A version of “The Scream” painting by the Norwegian painter Edvard Munch was sold on Wednesday evening in New York for $119.92 million. It is an absolute record price, making the 1895 painting the artwork with the highest price ever sold at an auction, informs AFP. The auction, organized at Sotheby’s in New York, lasted only 12 minutes, and the amount at stake grew by over $10 million dollars a minute. Seven buyers have stubbornly fought for the artwork, estimated initially at $80 million.
Only eight works of art have exceeded, in the past, the threshold of $80 million at an auction and none of them reached $100 million in the actual auction. Munch’s painting is the only work that has managed this performance. The previous world record was owned by a Picasso painting, “Nude, green leaves and bust”, sold for $106.4 million in May 2010, at Christie’s in New York. The pastel painted by Munch in 1895, representing a man screaming with his hands around the face, with the Oslo bloody sky in the background, is the only one of four versions of the painting that was still owned by a private collector. The other three versions of the picture belong to Norwegian museums.
No detail was provided about the identity of the buyer, which was the subject of much speculation after the auction, but the seller, Norwegian businessman Petter Olsen said he was very pleased about the record price. Petter Olsen will use the money to build a new museum dedicated to the artist in Norway.

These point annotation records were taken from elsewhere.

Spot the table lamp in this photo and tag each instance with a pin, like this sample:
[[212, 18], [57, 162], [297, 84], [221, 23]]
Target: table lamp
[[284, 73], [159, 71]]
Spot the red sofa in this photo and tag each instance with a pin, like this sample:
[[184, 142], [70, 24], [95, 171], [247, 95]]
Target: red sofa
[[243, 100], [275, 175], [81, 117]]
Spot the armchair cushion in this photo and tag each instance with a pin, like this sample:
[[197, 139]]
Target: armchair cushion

Sale of Munch’s work allowed Sotheby’s to beat their own record for a single evening auction of Impressionist and modern art, which was $286.2 million, dating from 1990. Wednesday evening, by selling 65 of the 76 items offered at auction, Sotheby’s reached the amount of $330.56 million.
Between 1893 and 1910, Edvard Munch, an expressionist painter (1863-1944), produced four versions of this picture, which have become, over the years, a true symbol of universal anxiety. The painting sold Wednesday night belonged to Olsen family for over 70 years. This painting has a peculiarity: it includes in red lettering on its wooden frame the poem that inspired this work, which became one of the most recognizable masterpieces in the world.

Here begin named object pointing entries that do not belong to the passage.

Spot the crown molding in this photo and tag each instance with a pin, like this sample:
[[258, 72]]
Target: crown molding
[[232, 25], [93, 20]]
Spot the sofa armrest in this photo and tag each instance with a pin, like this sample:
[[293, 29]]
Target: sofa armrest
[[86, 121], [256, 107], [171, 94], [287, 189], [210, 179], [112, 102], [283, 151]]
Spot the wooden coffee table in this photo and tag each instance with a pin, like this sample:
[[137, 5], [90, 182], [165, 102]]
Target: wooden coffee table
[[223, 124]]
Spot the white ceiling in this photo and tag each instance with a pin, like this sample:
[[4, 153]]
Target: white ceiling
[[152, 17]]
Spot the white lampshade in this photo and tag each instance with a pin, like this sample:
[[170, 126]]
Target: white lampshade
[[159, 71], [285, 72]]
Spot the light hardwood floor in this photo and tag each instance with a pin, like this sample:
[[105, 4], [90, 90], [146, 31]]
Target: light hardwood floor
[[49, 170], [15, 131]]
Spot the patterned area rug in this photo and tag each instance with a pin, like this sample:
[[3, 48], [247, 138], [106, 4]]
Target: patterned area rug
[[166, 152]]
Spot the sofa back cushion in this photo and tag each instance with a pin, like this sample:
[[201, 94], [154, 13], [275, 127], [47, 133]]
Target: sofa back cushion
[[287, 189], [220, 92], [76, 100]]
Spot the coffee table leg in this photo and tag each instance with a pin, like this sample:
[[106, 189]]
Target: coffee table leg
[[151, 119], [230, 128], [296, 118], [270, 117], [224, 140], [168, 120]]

Simon Shaw, vice president and director of the Impressionist and Modern Art department of Sotheby’s, says that “The Scream” of Munch is only exceeded on a celebrity scale by Leonardo Da Vinci’s “Mona Lisa” in terms of recognition of a popular culture image.

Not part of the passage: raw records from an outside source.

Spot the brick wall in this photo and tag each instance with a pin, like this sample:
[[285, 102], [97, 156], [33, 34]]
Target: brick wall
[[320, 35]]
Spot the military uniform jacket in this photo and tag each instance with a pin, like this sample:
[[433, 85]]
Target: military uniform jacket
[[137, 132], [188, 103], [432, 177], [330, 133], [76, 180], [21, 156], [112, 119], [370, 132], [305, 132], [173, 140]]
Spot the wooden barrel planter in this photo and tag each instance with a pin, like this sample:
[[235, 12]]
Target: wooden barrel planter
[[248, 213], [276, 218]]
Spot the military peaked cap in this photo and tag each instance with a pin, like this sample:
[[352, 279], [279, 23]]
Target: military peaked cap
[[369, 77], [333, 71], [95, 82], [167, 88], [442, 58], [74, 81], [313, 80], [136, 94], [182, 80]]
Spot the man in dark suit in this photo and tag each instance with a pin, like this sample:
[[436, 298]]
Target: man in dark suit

In his diary on February 22, 1892, Edvard Munch explains the inspiration for “The Scream”: ” I was walking along a path with two friends – the sun was setting – suddenly the sky turned blood red – I paused, feeling exhausted, and leaned on the fence – there was blood and tongues of fire above the blue-black fjord and the city – my friends walked on, and I stood there trembling with anxiety – and I sensed an infinite scream passing through nature”.